Die belangte Behörde legte die Akten des Verwaltungsverfahrens vor und beantragte, die Beschwerde kostenpflichtig als unbegründet abzuweisen.

Der Verwaltungsgerichtshof hat über die Beschwerde erwogen:

Im Hinblick auf den Zeitpunkt der Erlassung des angefochtenen Bescheides (die Zustellung erfolgte am 10. Jänner 1996) ist für die Überprüfung seiner Rechtmäßigkeit durch den Verwaltungsgerichtshof die Rechtslage nach der Novelle zum AufG BGBl. Nr. 351/1995 maßgeblich.

Die §§ 6 Abs. 2 und 13 Abs. 1 AufG lauteten in der Fassung dieser Novelle:

"§ 6.

...

(2) Der Antrag auf Erteilung einer Bewilligung ist vor der Einreise nach Österreich vom Ausland aus zu stellen.

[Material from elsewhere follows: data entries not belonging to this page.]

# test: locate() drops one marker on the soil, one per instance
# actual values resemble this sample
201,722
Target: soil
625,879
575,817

Begründet eine Einbringung auf dem Postweg oder durch Vertreter die Vermutung, daß diese Regelung umgangen werden soll, kann die persönliche Einbringung verlangt werden. Eine Antragstellung im Inland ist ausnahmsweise zulässig: Im Fall des Verlustes der österreichischen Staatsbürgerschaft, des Asyls oder des Aufenthaltsrechts gemäß § 1 Abs. 3 Z. 1; weiters in den Fällen des § 7 Abs. 2, des § 12 Abs. 4 und einer durch zwischenstaatliche Vereinbarung oder durch eine Verordnung gemäß § 14 FrG ermöglichten Antragstellung nach Einreise; schließlich für jene im Bundesgebiet aufhältigen Personen, für die dies in einer Verordnung gemäß § 2 Abs. 3 Z. 4 festgelegt ist. Der Antrag auf Verlängerung einer Bewilligung und auf Änderung des Aufenthaltszwecks kann bis zum Ablauf der Geltungsdauer der Bewilligung auch vom Inland aus gestellt werden.

...

§ 13. (1) Die Berechtigungen zum Aufenthalt von Fremden, auf die dieses Bundesgesetz Anwendung findet und die sich zum Zeitpunkt des Inkrafttretens dieses Bundesgesetzes rechtmäßig im Bundesgebiet aufhalten, bleiben unberührt. Sie können mit Ablauf der Geltungsdauer dieser Berechtigung die Erteilung einer Bewilligung unter sinngemäßer Anwendung der für die Verlängerung von Bewilligungen geltenden Vorschriften (§ 4 Abs. 2) beantragen.

..."

§ 4 Z. 1 und 4 der am 22. Dezember 1995 im Bundesgesetzblatt kundgemachten Verordnung der Bundesregierung über die Anzahl der Bewilligungen nach dem Aufenthaltsgesetz für 1996, BGBl. Nr. 854/1995, lauteten:

"§ 4. Der Antrag auf Erteilung einer Aufenthaltsbewilligung kann ausnahmsweise im Inland gestellt werden vom:

1.

in Österreich geborenen und seit Geburt aufhältigen minderjährigen Kindern von Fremden, die aufgrund einer Aufenthaltsbewilligung oder eines vor dem 1. Juli 1993 ausgestellten Sichtvermerks oder gemäß § 1 Abs. 3 Z. 4 und 5 des Aufenthaltsgesetzes zum Aufenthalt in Österreich berechtigt sind,

...

4.

Personen, für die eine Beschäftigungsbewilligung, eine Arbeitserlaubnis oder ein Befreiungsschein ausgestellt ist, und deren Familienangehörigen im Sinne des § 3 des Aufenthaltsgesetzes, die eine Aufenthaltsbewilligung hatten."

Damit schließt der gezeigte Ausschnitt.